Hari Budha Magar is a Nepalese double above-knee amputee and record-breaking mountaineer. In 2017, he became the first double above-knee amputee (DAK) to summit a mountain taller than 6,000m (Mera Peak, 6,476m).

Early life 
Magar was born in 1979 in a village in the foothills of the Himalayas in Nepal. He was born in a cow-shed at an altitude of 2,500m in a remote part of Western Nepal. He grew up in Mirul, in the Rolpa District of the Himalayas in Nepal. As a child, he had to walk 45 minutes each day to go to school and back, barefoot; at school, there were no pens or paper so he learnt to write with chalk stone on a wooden plank. He was forced to get married at the age of 11. During his teenage years, he was surrounded by the Nepalese Civil War where more than 17,000 people were killed over a period of 10 years.

Military career 
Magar joined the British Army via the Royal Gurkha Rifles when he was 19. He served across five continents, doing training and operations for the British Army, his roles included Combat Medic, Sniper, and Covert Surveillance, amongst other things.

Injury and recovery 

While he was serving with the British Army in Afghanistan in 2010, Magar stepped on an improvised explosive device (IED). Ultimately, he lost his legs, both above the knee, and sustained a variety of other injuries.

Since his injuries, Magar has tried a variety of sports and adventures, they include: golf, skiing, skydiving, kayaking, and rock climbing. He has also played wheelchair rugby and wheelchair basketball. He holds the world record for being the first double above-knee amputee to summit a mountain over .

Mountaineering 
, Magar has summited Mont Blanc (4,810m), Chulu Far East (6,059m), Kilimanjaro (5,895m), and Mera Peak (6,476m).
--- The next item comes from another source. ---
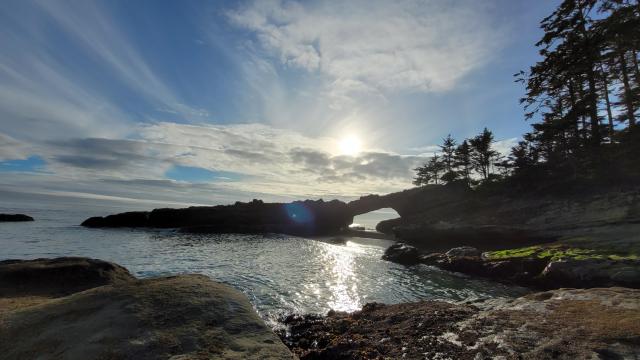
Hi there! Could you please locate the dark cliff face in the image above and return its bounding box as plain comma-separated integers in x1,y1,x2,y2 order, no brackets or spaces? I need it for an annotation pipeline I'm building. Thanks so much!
82,200,353,235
He climbed Mera Peak in 2017 and became the first double above-knee amputee to ever summit a mountain greater than 6,000m.

Plan to climb Everest 
Magar's ultimate goal, and plan, is to climb Mount Everest (8,848m), the tallest mountain in the world. In 2017, Nepal banned solo, blind, and double amputee climbers from climbing Mount Everest. Magar was already planning to climb the mountain when the news broke. He called out the ban as discriminatory and was heavily involved in campaigning  and fighting it. In 2018, after a collective effort from Hari, disability organisations and other people, the Supreme Court of Nepal overturned the ban.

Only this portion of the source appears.